I’ve lodged notices of peaceful assemblies for the Mall in town (during the week), and the Airport access point (on Saturday morning), and have some music, signage and material to spruik in public spaces. I want to take it to markets, and to appropriate public events.
I want to network with peace supporters in Rockhampton district and engage with the Durrumbul people.
Graeme Dunstan is coming here this weekend, and I’m hoping he’ll activate the networks he’s made through lantern-making and banner-making workshops. I’d like to organise more workshops leading up to NAIDOC, and maybe even make a few model Drones for peace convergence purposes.
I have in mind working towards a 4 July public meeting. The US Consul General visited Rockhampton on 4 May to commemorate Coral Sea Day, and he made comments about Talisman Sabre.
“Talisman Saber is the biggest military exercise we conduct anywhere in the world,” he said. “As long as we are welcome here, we’ll keep coming back.”
I’ve booked the James Lawrence Pavillion at the Rockhampton Showgrounds for the evening of July 4 2011, for a public debate around the US alliance and the role of Shoalwater Bay in perpetuating global terrorism. Graeme wants to make it into an “Independence FROM America” Day, and I’m open to that. I’m thinking of the question “Who’s Dying for Freedom Today?”.
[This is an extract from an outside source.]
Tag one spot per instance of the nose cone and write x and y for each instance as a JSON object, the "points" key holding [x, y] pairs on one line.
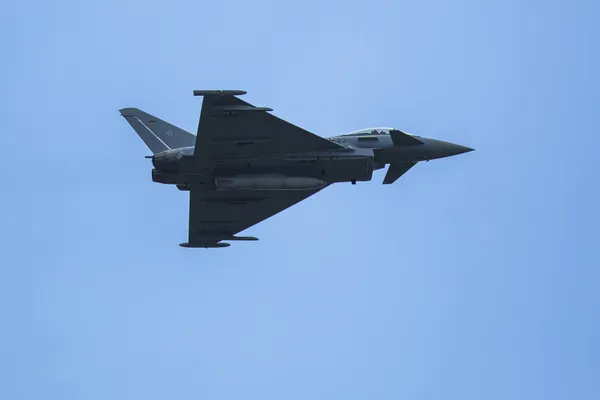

So for the next six weeks I don’t have much of a plan but to publicise the issues and the 4 July meeting. And persuade people that even small numbers engaging in direct interventionary nonviolence can be an effective antidote to militarism.
I’m hoping that a few serial serious nonviolence activists will take advantage of the opportunities this winter to join me in Franz Jaegerstaetter House for some experiments in how we can build an irresistible momentum against war and for peace. In Rockhampton.
I’m hoping that many more serial serious nonviolence activists contribute to building that momentum wherever they are, in as powerful and fun a way as we all can manage.
Have I mentioned that I’d really like some person or group to have a good go at the new Joint Defence HQ near Bungendore, ACT – a key link in global war-making by the US alliance.
I’ve been thinking about how we build a more effective national movement for nonviolence. It has been Margaret’s idea for 15 years now to invoke the potential of Christian (and other faith) groups. Following that idea has proven more productive than not, although it buys into a social schism that’s not getting any better (the atheist/faith divide). Gandhi, Martin Luther King Jr, and Dorothy Day are vitally important faith leaders.
Since the 60s the old social forms have been somewhat fractured, and our reality now is more isolated, independent, and technologically mediated. Everywhere and everything is relative and subject to change on short notice. This is the context in which we have to build sufficient cohesion to support non-heirarchical leadership. Joseph and Margaret told me on Monday about the Catholic principle of subsidiarity, where people make decisions as close to the coal face as possible.
So I’m really interested to see both the people who come here in July for shared action, and the people who carry similar or related actions to wider spheres of society.
At the same time I’m looking forward to my own opportunities for ploughshares actions: to disarm and obstruct, even temporarily, a part of the war machine that is right now killing us all.